1. 08 Jan, 2019 1 commit
    • Ido Schimmel's avatar
      net: bridge: Fix VLANs memory leak · 27973793
      Ido Schimmel authored
      When adding / deleting VLANs to / from a bridge port, the bridge driver
      first tries to propagate the information via switchdev and falls back to
      the 8021q driver in case the underlying driver does not support
      switchdev. This can result in a memory leak [1] when VXLAN and mlxsw
      ports are enslaved to the bridge:
      
      $ ip link set dev vxlan0 master br0
      # No mlxsw ports are enslaved to 'br0', so mlxsw ignores the switchdev
      # notification and the bridge driver adds the VLAN on 'vxlan0' via the
      # 8021q driver
      $ bridge vlan add vid 10 dev vxlan0 pvid untagged
      # mlxsw port is enslaved to the bridge
      $ ip link set dev swp1 master br0
      # mlxsw processes the switchdev notification and the 8021q driver is
      # skipped
      $ bridge vlan del vid 10 dev vxlan0
      
      This results in 'struct vlan_info' and 'struct vlan_vid_info' being
      leaked, as they were allocated by the 8021q driver during VLAN addition,
      but never freed as the 8021q driver was skipped during deletion.
      
      Fix this by introducing a new VLAN private flag that indicates whether
      the VLAN was added on the port by switchdev or the 8021q driver.
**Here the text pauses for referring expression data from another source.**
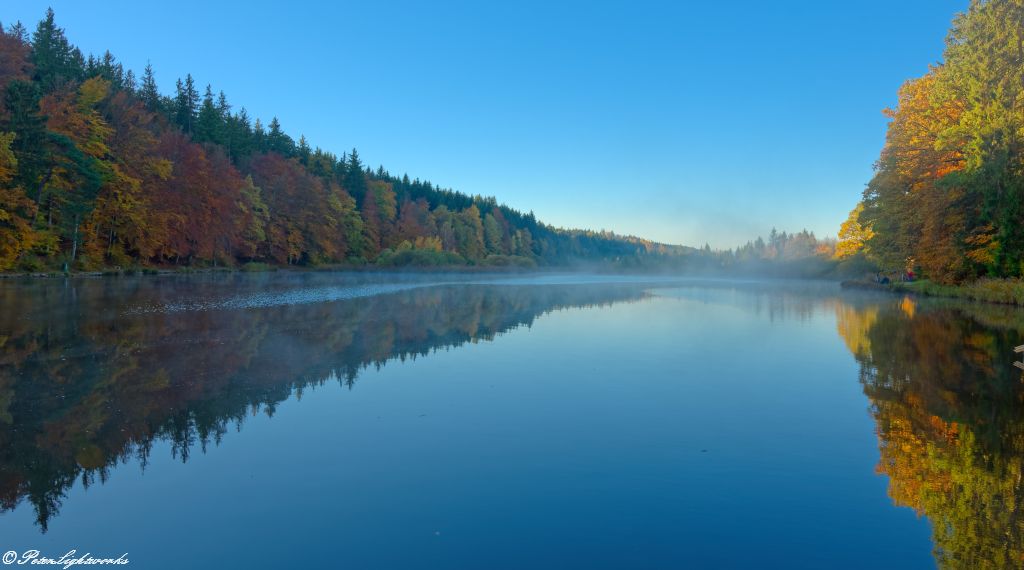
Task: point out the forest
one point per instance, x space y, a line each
99 170
947 196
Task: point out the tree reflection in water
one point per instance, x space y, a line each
86 382
948 406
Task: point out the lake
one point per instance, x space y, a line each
374 421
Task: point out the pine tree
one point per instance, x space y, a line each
148 93
355 179
185 104
54 59
278 141
209 123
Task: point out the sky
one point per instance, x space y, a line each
682 122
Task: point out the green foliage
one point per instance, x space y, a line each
947 199
111 173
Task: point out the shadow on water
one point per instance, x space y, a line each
87 381
92 374
948 406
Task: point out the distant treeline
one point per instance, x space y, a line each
947 196
98 169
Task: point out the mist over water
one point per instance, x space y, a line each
464 421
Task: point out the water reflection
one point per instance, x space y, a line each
949 411
87 382
92 374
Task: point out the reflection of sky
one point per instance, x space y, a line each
696 427
685 122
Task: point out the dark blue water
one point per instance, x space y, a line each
441 422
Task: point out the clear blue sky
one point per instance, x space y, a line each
683 122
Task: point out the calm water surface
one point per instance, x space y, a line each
454 422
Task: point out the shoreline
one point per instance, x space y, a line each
994 292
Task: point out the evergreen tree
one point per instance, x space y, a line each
185 103
148 92
29 126
54 59
278 141
208 125
355 179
If the
      VLAN was added by the 8021q driver, then we make sure to delete it via
      the 8021q driver as well.
      
      [1]
      unreferenced object 0xffff88822d20b1e8 (size 256):
        comm "bridge", pid 2532, jiffies 4295216998 (age 1188.830s)
        hex dump (first 32 bytes):
          e0 42 97 ce 81 88 ff ff 00 00 00 00 00 00 00 00  .B..............
          00 00 00 00 00 00 00 00 00 00 00 00 00 00 00 00  ................
        backtrace:
          [<00000000f82d851d>] kmem_cache_alloc_trace+0x1be/0x330
          [<00000000e0178b02>] vlan_vid_add+0x661/0x920
          [<00000000218ebd5f>] __vlan_add+0x1be9/0x3a00
          [<000000006eafa1ca>] nbp_vlan_add+0x8b3/0xd90
          [<000000003535392c>] br_vlan_info+0x132/0x410
          [<00000000aedaa9dc>] br_afspec+0x75c/0x870
          [<00000000f5716133>] br_setlink+0x3dc/0x6d0
          [<00000000aceca5e2>] rtnl_bridge_setlink+0x615/0xb30
          [<00000000a2f2d23e>] rtnetlink_rcv_msg+0x3a3/0xa80
          [<0000000064097e69>] netlink_rcv_skb+0x152/0x3c0
          [<000000008be8d614>] rtnetlink_rcv+0x21/0x30
          [<000000009ab2ca25>] netlink_unicast+0x52f/0x740
          [<00000000e7d9ac96>] netlink_sendmsg+0x9c7/0xf50
          [<000000005d1e2050>] sock_sendmsg+0xbe/0x120
          [<00000000d51426bc>] ___sys_sendmsg+0x778/0x8f0
          [<00000000b9d7b2cc>] __sys_sendmsg+0x112/0x270
      unreferenced object 0xffff888227454308 (size 32):
        comm "bridge", pid 2532, jiffies 4295216998 (age 1188.882s)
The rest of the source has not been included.